False positives and alert fatigue
The greatest criticism of ML-detection software is the “impossible” number of alerts it generates — think millions of alerts per day, effectively delivering a denial-of-service attack against analysts. This is particularly true of “static analysis” approaches that rely heavily on how threats look.
Even an ML-based detection solution that is 97% accurate may not help because, simply put, the math is not favorable.
Let’s say organizations have one threat among 10,000 users on their network. Thanks to Bayes’ law, we can calculate an alert is truly a positive attack by multiplying 0.97 (for 97% accuracy) by the chance of an actual threat amongst all users, or 1/10,000. This means that even with 97% accuracy, the actual likelihood of an alert being a real attack is 0.0097%!
Since improving beyond 97% may not be feasible, the best way to address this is to limit the population under evaluation by whitelisting or prior filtering with domain expertise. This could mean focusing on highly credentialed, privileged users or a specific vital part of the business unit.
ML algorithms work by learning the environment and establishing baseline norms before they monitor for anomalous events that can indicate a compromise. However, if the IT enterprise is constantly reinventing itself to meet business agility needs and the dynamic environment doesn’t have a steady baseline, the algorithm cannot effectively determine what is normal and will issue alerts on completely benign events.
To help minimize this impact, security teams must work within DevOps environments to know what changes are being made and update their tooling accordingly. The DevSecOps (development, security, and operations) acronym is beginning to gain traction since each of these elements should be synchronized and work within a shared consciousness.
ML’s power comes from its ability to conduct massive multi-variable correlation to develop its predictions. However, when a real alert makes its way to a security analyst’s queue, this powerful correlation takes the appearance of a black box and leaves little more than a ticket that says, “Alert.” From there, an analyst must comb through logs and events to figure out why it triggered the action.

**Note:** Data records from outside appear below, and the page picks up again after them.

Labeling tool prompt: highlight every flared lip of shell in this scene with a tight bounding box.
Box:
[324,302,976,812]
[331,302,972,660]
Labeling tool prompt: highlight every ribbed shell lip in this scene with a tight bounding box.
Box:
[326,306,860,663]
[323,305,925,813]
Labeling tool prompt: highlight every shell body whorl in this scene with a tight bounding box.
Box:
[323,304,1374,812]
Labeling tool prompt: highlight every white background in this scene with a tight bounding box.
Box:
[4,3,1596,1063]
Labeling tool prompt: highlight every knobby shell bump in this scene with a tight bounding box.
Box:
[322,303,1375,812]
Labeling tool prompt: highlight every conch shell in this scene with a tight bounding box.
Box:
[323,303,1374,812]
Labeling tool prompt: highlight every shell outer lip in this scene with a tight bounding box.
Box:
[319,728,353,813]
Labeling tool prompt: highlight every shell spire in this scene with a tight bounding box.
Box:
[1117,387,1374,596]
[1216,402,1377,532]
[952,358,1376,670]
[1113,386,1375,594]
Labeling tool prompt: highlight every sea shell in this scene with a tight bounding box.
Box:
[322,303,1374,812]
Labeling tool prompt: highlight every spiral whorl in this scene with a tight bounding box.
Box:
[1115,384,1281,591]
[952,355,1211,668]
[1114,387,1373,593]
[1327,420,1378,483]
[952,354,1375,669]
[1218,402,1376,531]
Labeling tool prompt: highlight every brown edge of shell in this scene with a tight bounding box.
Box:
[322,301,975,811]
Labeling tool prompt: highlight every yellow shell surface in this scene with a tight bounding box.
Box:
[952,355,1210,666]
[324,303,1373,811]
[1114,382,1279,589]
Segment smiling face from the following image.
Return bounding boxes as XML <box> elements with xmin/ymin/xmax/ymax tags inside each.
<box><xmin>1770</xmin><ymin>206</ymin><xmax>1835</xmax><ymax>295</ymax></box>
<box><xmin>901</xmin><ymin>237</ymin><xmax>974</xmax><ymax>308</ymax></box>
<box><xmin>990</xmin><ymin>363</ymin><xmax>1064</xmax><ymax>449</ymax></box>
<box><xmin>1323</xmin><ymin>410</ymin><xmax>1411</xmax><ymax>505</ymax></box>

The best way to minimize this challenge is to enable a security operations center with tools that can quickly filter through log data on the triggering entity. This is an area where artificial intelligence can help automate and speed data contextualization. Data visualization tools can help as well by providing a fast timeline of events coupled with an understanding of a specific environment. A security analyst can then determine rapidly why the ML software sent the alert and whether it is valid.
The final challenge for ML is hackers who are quickly able to adapt and bypass detection. When that does occur, it can have catastrophic effects, as recent hackers demonstrated by causing a Tesla to accelerate to 85 MPH by altering a 35 MPH sign on a road.
ML in security is no different. A perfect example is an ML-network-detection algorithm that uses byte analysis to very effectively determine whether traffic is benign or shellcode. Hackers adapted quickly by using polymorphic blending attacks, padding their shellcode attacks with additional bytes to alter the byte frequency and fully bypass detection algorithms. It’s more ongoing proof that no one tool is bulletproof and security teams need to constantly assess their security posture and stay educated on the latest attack trends.
ML can be extremely effective in enabling and advancing security teams. The ability to automate detection and correlate data can save a significant amount of time for security practitioners.
However, the key to an improved security posture is human-machine teaming where a symbiotic relationship exists between machine (an evolving library of indicators of compromise) and man (penetration testers and a cadre of mainframe white-hat hackers). ML brings the speed and agility needed to stay ahead of the curve, and humans bring qualities that it can’t (yet) replicate — logic, emotional reasoning, and decision-making skills based on experiential knowledge.